We posit that in chronic pain patients, pain prediction [p(pain)] is higher than in normal persons. Predictions or expectancies have been discussed as a core feature of mental disorders such as anxiety disorders (Paulus and Stein, 2006; Grupe and Nitschke, 2013; Rief et al., 2015). The assumption is that individuals with panic disorder display a heightened prediction of aversive outcomes (‘If my heart beats, I will die.’) which results in an exaggerated anticipatory response to interoceptive stimuli - even those that are not predictive of aversive states (Paulus and Stein, 2006; Farb et al., 2015). Similarly, we assume that individuals with chronic pain display a heightened and inaccurate pain prediction in situations where interoceptive sensations emerge that have been previously associated to pain. This will result in a conditioned fear response even when the sensation is not painful (De Peuter et al., 2011; Vlaeyen, 2015). Thus, a heightened prediction is not a novel assumption per se. However, we broaden the perspective by incorporating it in a Bayesian account of pain perception and posit that it will additionally lead to a heightened and inaccurate pain perception in the mind of individuals with chronic pain when faced with harmless sensory input (Figure 1).
FIGURE 1. The path from heightened prediction to perception of pain in the mind of Sarah, a 13-year old girl suffering from chronic abdominal pain.

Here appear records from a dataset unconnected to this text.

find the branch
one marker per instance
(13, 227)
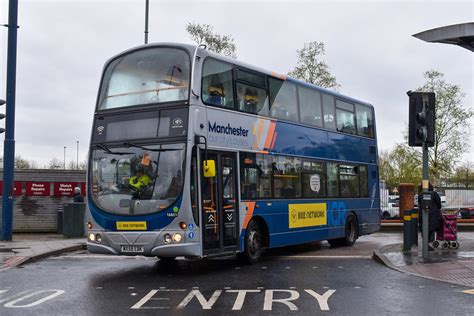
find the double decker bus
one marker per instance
(194, 154)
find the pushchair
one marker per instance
(447, 233)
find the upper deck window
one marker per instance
(328, 111)
(365, 123)
(310, 107)
(345, 117)
(283, 100)
(153, 75)
(217, 83)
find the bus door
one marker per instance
(219, 205)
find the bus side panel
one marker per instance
(312, 142)
(279, 214)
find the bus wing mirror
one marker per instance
(209, 168)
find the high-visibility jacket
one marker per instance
(139, 182)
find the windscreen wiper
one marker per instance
(107, 150)
(127, 144)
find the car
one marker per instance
(467, 212)
(390, 208)
(441, 196)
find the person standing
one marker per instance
(78, 198)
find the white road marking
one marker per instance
(14, 296)
(145, 299)
(205, 304)
(321, 257)
(322, 299)
(239, 301)
(13, 304)
(268, 303)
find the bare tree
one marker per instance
(55, 163)
(203, 34)
(312, 69)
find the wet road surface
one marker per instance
(287, 281)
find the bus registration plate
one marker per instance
(132, 249)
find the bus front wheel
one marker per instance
(350, 233)
(253, 243)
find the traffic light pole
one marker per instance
(425, 188)
(9, 143)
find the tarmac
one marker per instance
(452, 266)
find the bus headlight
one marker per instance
(167, 238)
(177, 237)
(91, 237)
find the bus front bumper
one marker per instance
(113, 243)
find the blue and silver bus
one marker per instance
(194, 154)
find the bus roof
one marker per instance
(205, 53)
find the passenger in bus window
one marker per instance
(78, 198)
(250, 101)
(216, 94)
(175, 186)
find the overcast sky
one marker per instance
(62, 46)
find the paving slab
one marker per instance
(453, 266)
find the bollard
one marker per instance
(407, 232)
(73, 220)
(406, 206)
(414, 224)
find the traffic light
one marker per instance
(2, 116)
(421, 123)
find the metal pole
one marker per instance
(425, 182)
(147, 5)
(9, 142)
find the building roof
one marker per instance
(458, 34)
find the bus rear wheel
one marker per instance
(350, 233)
(253, 243)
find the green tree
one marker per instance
(399, 165)
(21, 163)
(220, 44)
(55, 163)
(312, 69)
(452, 125)
(463, 175)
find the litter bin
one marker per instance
(73, 219)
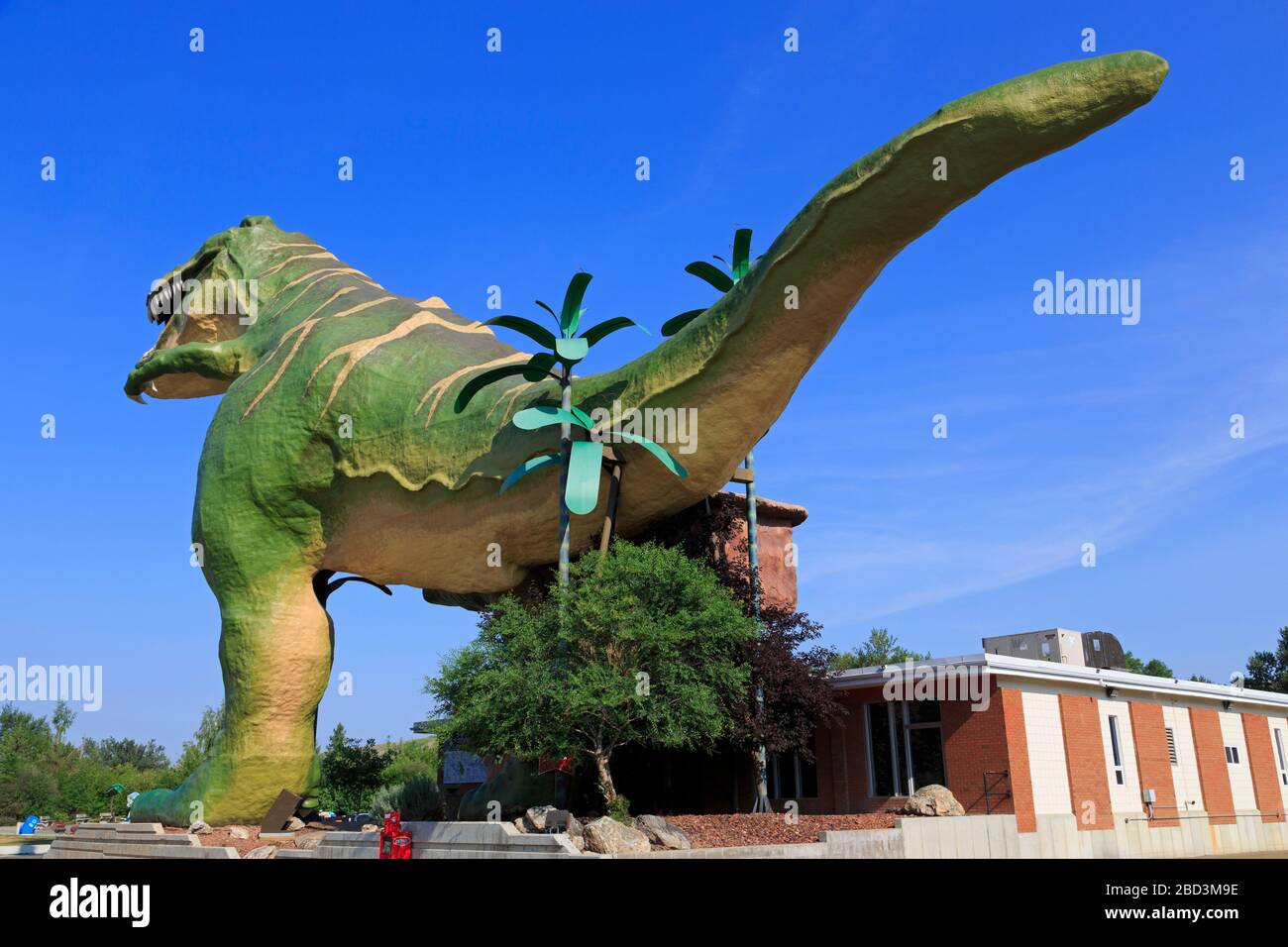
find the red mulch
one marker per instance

Take again the example of Sarah. One day, she might have an exam at school and walks to the bus stop. She sees the bus arriving and runs quickly. She perceives mild stitches and breathlessness (sensory input). We assume that Sarah will display a heightened pain prediction [p(pain)]. These heightened pain predictions may have formed via associative learning processes (interoceptive fear conditioning; Bouton et al., 2001; Vlaeyen and Linton, 2012; Zaman et al., 2015), via biological processes such as structural brain changes due to ongoing pain experiences (Erpelding et al., 2014), via exposure to early infant pain experiences such as burn injuries or neonatal nociceptive input resulting in exaggerated expectations of pain in later life (Victoria and Murphy, 2015), or via social influences, e.g., anxious parental reactions to the child’s pain. Once Sarah has inferred and perceived pain, this heightened pain predictions might also emerge as a result of the perception itself as the posterior always becomes the prior for the next perceptual inference.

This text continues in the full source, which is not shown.